Rockford Aldermen approve a new 2018 budget, that includes ways to generate revenue for the city.  One of the measures is a utility tax on natural gas and electricity. Residents could see the Utility Tax on their gas and electric bills within the next 90 days. It’s a move that many Alderman said they didn’t want to approve, but felt as if they had to.
“Reluctantly, I will voting for the utility tax,” said Ald. Tim Durkee (R-1st).  Reluctant votes were the theme at Monday night’s City Council meeting. “Nobody wants to vote ‘yes’ on a utility tax here,” said Ald. Kevin Frost (R-4th). 

“I didn’t do over 70 meetings because I thought a utility tax was good,” said Rockford Mayor Tom McNamara. ” It’s the last thing I wanted to do.” Nine aldermen voting in favor of the 5% Utility Tax, while just three, like Alderman Venita Hervery (D-5th) voted against it. “I will not be supporting the utility tax, that’s been an underlying theme for a long time,” said Hervey. “That’s a promise I’m not going to break.”
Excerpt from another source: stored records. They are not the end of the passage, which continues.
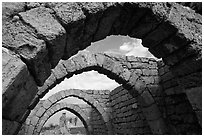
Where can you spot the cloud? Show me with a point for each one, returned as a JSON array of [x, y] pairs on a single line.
[[87, 80], [135, 48]]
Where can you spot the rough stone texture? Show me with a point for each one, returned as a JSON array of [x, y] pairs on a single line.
[[18, 86], [10, 127], [174, 33], [48, 29], [126, 115], [177, 109]]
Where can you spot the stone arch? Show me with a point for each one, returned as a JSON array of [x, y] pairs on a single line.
[[75, 109], [55, 98], [169, 30], [118, 69]]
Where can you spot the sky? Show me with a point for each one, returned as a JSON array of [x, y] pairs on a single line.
[[93, 80]]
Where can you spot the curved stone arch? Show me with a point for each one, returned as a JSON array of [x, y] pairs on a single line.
[[75, 109], [177, 39], [116, 68], [55, 98]]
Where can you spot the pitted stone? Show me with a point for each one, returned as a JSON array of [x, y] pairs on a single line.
[[47, 104], [49, 29], [108, 64], [60, 71], [70, 66]]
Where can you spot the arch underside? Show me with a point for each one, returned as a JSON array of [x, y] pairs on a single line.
[[53, 100], [37, 35], [75, 109]]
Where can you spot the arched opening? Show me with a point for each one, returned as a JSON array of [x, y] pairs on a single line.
[[75, 109], [51, 127], [155, 23]]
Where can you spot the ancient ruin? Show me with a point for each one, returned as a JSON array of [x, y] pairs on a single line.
[[40, 42]]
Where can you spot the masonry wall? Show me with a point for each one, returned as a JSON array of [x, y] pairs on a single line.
[[177, 110], [127, 117]]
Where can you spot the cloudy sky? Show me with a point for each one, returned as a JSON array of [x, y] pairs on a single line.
[[93, 80], [113, 44]]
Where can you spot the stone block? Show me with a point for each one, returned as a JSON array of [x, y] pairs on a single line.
[[108, 64], [70, 66], [10, 127], [47, 104], [152, 112], [60, 71], [18, 86], [34, 120], [23, 40], [125, 75], [146, 99], [40, 112], [48, 29]]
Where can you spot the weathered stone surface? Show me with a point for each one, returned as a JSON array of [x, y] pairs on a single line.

For residents, the utility tax will mean an extra 5-dollars  on a 100- dollar electric bill. Gas bills will also go up.  

“It’s a much more difficult path for citizens that have to live in our community, that would turn on their lights or put on their heat,” said McNamara.  The Mayor adds with or without Home Rule, Rockford needs money.  Finance Committee Chairman John Beck (R-12th) says the Rockford doesn’t have many other options.  “I was really hopefully we would have had Home Rule pass,” said Ald. Beck. “That would have given us access to revenue sources that would have been widely dispersed and wouldn’t have been as onerous on low-income folks or small business.”

Once the city starts collecting the tax, it can generate about $4 million in revenue in it’s first year, which helps with the Rockford’s pension costs for police and fire.  Five years ago, pension costs were just under 10 million, and this year they’ve increased to over 17 million.  “It continues to rise at a dramatic pace, at a pace that our revenue can’t keep up with,” said McNamara. “At this point, either cut police officers or find new revenue source, which we don’t have many options, outside of the utility tax.”

The budget also includes, a $400,000 reduction in the property tax lev ,and  investments in technology for public safety.